Habrá rectificación. No antes de que se negocien los presupuestos, y puede que aplicando la muy discreta vía del silencio administrativo. Pero la habrá
No, el mayor riesgo para Sánchez no es la estrambótica mesa bilateral en la que del lado del constitucionalismo se sientan personajes abiertamente anticonstitucionalistas y que, ya antes de empezar, había dejado de cotizar en las casas de apuestas. El verdadero peligro para el proyecto sanchista, lo que ha hecho que a cualificados cuadros del partido y de la UGT se les ericen los cabellos, es la promesa de cesión al Gobierno Vasco de la gestión de la Seguridad Social.

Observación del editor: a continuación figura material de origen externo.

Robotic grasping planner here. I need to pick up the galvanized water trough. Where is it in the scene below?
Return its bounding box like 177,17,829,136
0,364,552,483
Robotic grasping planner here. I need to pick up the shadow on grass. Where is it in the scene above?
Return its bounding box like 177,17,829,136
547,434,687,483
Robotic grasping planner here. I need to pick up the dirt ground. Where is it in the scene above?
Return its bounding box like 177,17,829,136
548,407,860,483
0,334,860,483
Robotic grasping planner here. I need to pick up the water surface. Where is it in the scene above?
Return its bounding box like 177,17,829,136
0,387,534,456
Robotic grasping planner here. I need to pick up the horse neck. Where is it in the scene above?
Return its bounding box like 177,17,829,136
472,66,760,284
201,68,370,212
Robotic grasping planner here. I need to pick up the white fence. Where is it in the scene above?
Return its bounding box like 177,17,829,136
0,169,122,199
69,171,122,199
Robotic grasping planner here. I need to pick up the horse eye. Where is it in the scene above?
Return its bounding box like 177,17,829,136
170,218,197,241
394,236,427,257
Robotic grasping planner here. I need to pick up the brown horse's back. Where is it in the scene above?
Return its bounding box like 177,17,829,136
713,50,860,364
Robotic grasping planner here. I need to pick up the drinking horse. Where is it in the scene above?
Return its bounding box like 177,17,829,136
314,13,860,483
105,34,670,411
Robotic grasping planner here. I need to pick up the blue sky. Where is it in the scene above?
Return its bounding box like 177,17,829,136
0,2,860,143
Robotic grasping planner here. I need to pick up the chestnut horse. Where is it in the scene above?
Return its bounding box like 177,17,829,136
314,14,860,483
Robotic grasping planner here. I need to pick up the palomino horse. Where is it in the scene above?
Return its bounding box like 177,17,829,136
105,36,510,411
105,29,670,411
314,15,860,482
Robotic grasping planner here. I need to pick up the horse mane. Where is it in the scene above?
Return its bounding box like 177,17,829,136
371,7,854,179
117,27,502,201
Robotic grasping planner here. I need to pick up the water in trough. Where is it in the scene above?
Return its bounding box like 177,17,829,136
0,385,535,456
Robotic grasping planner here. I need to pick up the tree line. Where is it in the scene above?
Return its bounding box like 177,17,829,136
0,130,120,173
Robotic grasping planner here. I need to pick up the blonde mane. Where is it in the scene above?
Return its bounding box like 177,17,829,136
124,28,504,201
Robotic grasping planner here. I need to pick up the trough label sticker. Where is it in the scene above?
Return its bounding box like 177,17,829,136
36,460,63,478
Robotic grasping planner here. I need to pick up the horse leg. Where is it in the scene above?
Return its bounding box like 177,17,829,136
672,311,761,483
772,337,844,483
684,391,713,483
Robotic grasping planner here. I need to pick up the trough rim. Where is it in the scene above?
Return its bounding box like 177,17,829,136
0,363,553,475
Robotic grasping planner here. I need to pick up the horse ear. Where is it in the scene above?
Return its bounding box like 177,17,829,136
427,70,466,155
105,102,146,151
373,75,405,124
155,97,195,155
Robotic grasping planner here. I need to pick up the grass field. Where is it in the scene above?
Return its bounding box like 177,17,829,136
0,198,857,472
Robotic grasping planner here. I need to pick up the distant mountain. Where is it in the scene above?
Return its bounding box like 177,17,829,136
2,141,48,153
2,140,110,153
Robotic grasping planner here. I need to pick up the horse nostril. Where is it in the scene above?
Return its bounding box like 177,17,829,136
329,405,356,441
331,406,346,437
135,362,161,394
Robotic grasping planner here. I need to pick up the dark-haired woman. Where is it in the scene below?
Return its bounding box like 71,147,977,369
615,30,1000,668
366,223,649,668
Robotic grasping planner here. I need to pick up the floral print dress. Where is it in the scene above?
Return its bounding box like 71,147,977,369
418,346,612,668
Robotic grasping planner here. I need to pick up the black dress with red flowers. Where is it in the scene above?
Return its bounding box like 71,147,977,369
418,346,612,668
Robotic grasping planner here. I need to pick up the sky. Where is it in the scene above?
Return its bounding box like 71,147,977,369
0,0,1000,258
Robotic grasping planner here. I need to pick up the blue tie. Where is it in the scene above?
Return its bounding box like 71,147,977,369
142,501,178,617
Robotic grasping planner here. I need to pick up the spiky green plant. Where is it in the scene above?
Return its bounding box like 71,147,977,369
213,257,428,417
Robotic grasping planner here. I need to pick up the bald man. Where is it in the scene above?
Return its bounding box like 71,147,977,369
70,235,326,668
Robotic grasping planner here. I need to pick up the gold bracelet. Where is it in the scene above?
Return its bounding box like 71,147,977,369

Algunos diputados y senadores, parlamentarios europeos, dirigentes regionales y mandos del sindicato “hermano”, ya han pasado el recado: esa cesión unilateral, sin mediar debate interno alguno, es una locura, el fin de la caja única, la destrucción de un sistema modélico que fue la verdadera red de seguridad de las familias durante la crisis; el mayor ataque a la igualdad que, de producirse, habrán sufrido los españoles desde que fue ratificada en referéndum la Constitución. Una línea roja que ni siquiera los que le auparon a la Secretaría General para castigar la soberbia de Susana Díaz, y la prepotencia del aparato, están dispuestos a sobrepasar. El ser o no ser, dicen, del ya de por sí muy desfigurado Partido Socialista Obrero Español.
Palabras mayores. Y el primer error de cálculo de un Sánchez, sin contrapesos ni alertas, que siempre ha infravalorado la influencia de un alma del PSOE, si se quiere semioculta y contraída, pero que se resiste a ser absorbida por la izquierda populista y que, a pesar de todo, sigue creyendo en la igualdad como principio irrenunciable de una ideología en manifiesta retirada.
Habrá rectificación. Nunca antes de que se negocien los presupuestos, y puede que aplicando la muy discreta vía del silencio administrativo. Pero la habrá. Quédense con la copla.